Masterchef 9: verso la finale
Rintanati nelle nostre case, volenti o nolenti, impauriti o seccati, preoccupati o speranzosi poco importa.
In molti si stanno rifugiando nei libri, altri nella cucina, altri nella tv.
Quella scatoletta che in questi giorni ci sta facendo compagnia.
E guardare Masterchef è sicuramente un ottimo modo per intrattenersi abbinando l'amore per la cucina e lo svago.
Ieri è andato in onda il penultimo blocco di puntate della nona serie.
I 5 chef restanti si sono sfidati a colpi di piatti da grande cucina, per qualcuno addirittura stellato. Ed in una grande cucina stellata si son cimentati i 5 aspiranti chef, a Parigi fronteggiando una prova difficile ma entusiasmante.

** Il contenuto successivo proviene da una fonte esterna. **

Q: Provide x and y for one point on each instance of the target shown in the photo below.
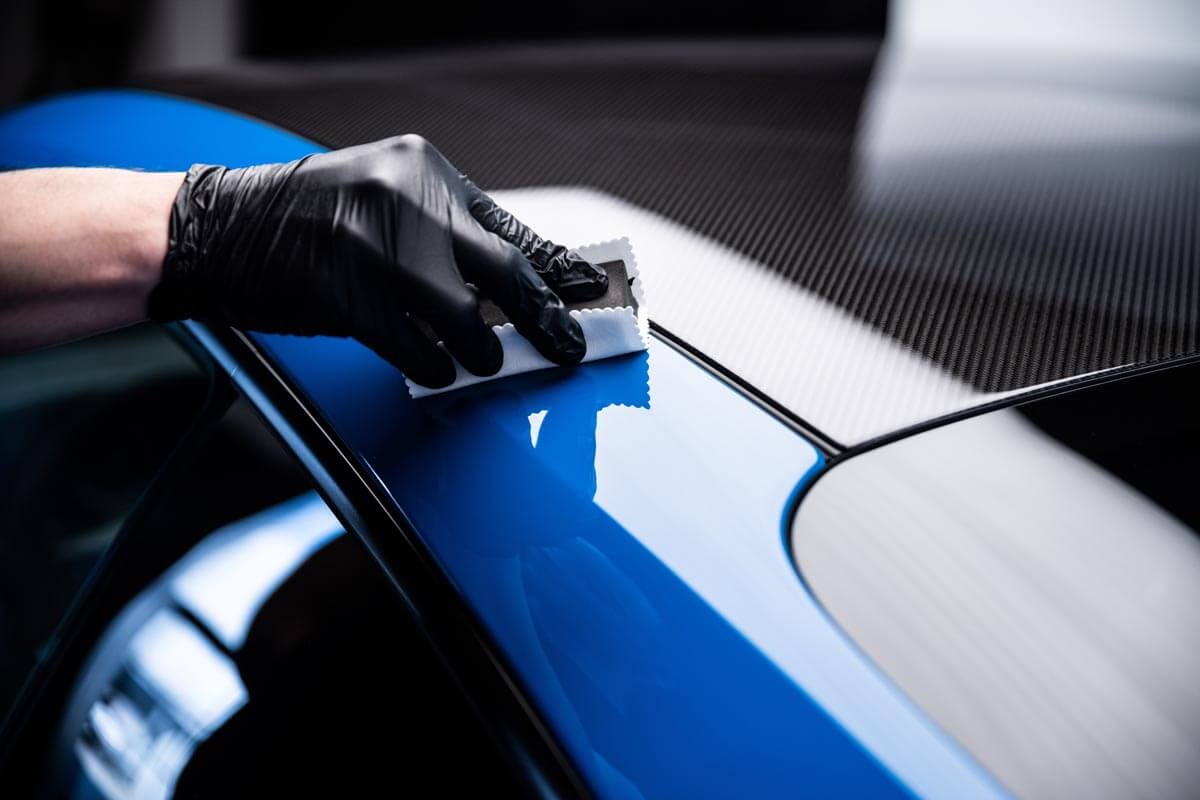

Prima ancora si erano destreggiati con piatti familiari suggeriti da parenti approdati nella cucina più celebre d'Italia.
Prove eleganti ed eccellenti che hanno portato il "Max Pezzali" della cucina, Davide, dritto in finale e gli altri 4 a sfidarsi in un difficilissimo pressure test.
Ad emergere son stati tutti, tale la bravura di ognuno dei ragazzi ma purtroppo Nicolò, uno dei più validi sin dall'inizio, ha dovuto abbandonare la cucina ad un passo dal sogno.
Un'edizione molto bella quella di quest'anno, ricca di talento e con un format che sebbene sempre uguale a se stesso riesce a dare sempre l'impressione di essere una novità.
Come sta procedendo a proposito il ‘contenimento’? In FVG riaprono tutto già lunedì dopo una sola settimana che sa quasi di tentativo di voler rattoppare a tentoni la situazione, quando di fatto servizi pubblici e luoghi di lavoro non si sono mai fermati.
Fortuna che per lo meno tra Netflix, Dmax e Realtime, le giornate passano.
C'è tanta voglia di tornare alla normalità. La sensazione è che questo isolamento abbia scoperchiato il vaso di pandora. Tutto si è fermato ma nulla si è fermato davvero. Smart Working, traffico nullo, emissioni ridotte e la riscoperta della lentezza.